# Grillstock 2017



## wade (Nov 9, 2016)

Has anyone else bought their tickets yet?


----------



## bmudd14474 (Nov 9, 2016)

I had to look this up and it looks like a blast. I hope you guys who get to go enjoy it.


----------



## kc5tpy (Nov 10, 2016)

Thanks for posting Brian.

Danny


----------



## smokin monkey (Nov 11, 2016)

Thinking about it, Jill has to sort her holidays out. Possibly travel down on the Friday night.


----------



## martyn c (Jan 11, 2017)

We're looking of making it a family weekend away there, if we can get the annual leave from work, can't wait


----------



## smokin monkey (Jan 11, 2017)

Tickets are on sale already.  I will be booking early February. Hope to see you there Martyn!


----------



## wade (Jan 16, 2017)

It is a good weekend - or even just for a day.

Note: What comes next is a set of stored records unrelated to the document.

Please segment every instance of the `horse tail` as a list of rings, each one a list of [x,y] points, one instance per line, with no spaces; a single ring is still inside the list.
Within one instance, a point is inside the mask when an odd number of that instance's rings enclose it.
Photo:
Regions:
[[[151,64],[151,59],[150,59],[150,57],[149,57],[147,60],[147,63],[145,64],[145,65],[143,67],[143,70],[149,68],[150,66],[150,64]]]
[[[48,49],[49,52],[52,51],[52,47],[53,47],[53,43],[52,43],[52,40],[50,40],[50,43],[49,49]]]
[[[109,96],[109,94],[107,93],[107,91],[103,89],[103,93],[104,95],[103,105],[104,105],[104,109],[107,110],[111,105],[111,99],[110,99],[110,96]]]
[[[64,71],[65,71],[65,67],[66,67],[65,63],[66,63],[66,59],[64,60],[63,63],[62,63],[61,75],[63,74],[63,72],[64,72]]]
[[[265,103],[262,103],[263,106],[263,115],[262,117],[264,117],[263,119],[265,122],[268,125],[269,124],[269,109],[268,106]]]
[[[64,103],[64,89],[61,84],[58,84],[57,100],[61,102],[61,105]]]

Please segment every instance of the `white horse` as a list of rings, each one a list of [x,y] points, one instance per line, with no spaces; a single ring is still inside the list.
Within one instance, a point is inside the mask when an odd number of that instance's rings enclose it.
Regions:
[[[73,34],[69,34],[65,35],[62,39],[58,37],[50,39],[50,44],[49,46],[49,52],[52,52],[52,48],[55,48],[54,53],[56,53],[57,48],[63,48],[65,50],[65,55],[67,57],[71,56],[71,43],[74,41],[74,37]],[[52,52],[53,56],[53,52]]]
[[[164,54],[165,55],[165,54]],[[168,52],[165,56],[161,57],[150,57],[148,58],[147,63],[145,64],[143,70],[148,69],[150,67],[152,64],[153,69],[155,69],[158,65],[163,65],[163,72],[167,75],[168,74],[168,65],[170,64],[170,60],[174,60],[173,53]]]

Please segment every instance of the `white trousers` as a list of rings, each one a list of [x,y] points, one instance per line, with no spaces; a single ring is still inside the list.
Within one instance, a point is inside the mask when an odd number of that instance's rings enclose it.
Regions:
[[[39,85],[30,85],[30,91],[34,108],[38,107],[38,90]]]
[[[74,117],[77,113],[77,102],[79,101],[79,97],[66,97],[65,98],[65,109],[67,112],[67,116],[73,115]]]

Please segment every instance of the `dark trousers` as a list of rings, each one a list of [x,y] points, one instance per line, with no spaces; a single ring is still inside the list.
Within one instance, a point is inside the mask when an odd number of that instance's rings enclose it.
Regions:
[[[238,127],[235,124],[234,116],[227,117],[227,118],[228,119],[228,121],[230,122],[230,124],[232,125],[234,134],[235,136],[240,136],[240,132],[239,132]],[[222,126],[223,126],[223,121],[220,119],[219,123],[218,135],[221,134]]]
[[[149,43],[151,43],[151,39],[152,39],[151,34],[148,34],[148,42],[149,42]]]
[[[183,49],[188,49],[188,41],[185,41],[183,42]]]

It can get quite crowded so it is a good idea to bring folding canvas chairs to sit on. Lots of good music and great BBQ competition food. Unfortunately some of the concession stands do not live up to the event - serving what can only be described as run-of-the-mill BBQ. Look for the longest queues though as they are usually the best.


----------



## wade (Jan 16, 2017)

Wow - the hotels are filling up fast for the Grillstock weekend. I have just booked into the Radisson Blu for the Friday and Saturday nights.


----------



## dirtsailor2003 (Jan 16, 2017)

Wade said:


> It is a good weekend - or even just for a day. It can get quite crowded so it is a good idea to bring folding canvas chairs to sit on. Lots of good music and great BBQ competition food. Unfortunately some of the concession stands do not live up to the event - serving what can only be described as run-of-the-mill BBQ. Look for the longest queues though as they are usually the best.


Sounds like you  guys need to set up a UK-SMF food booth and show the other concessioners how its done!

If I wasn't half way around the world I'd come help!


----------



## martyn c (Jan 16, 2017)

Bugger, just realised it's our daughters birthday week end, maybe another year, gutted


----------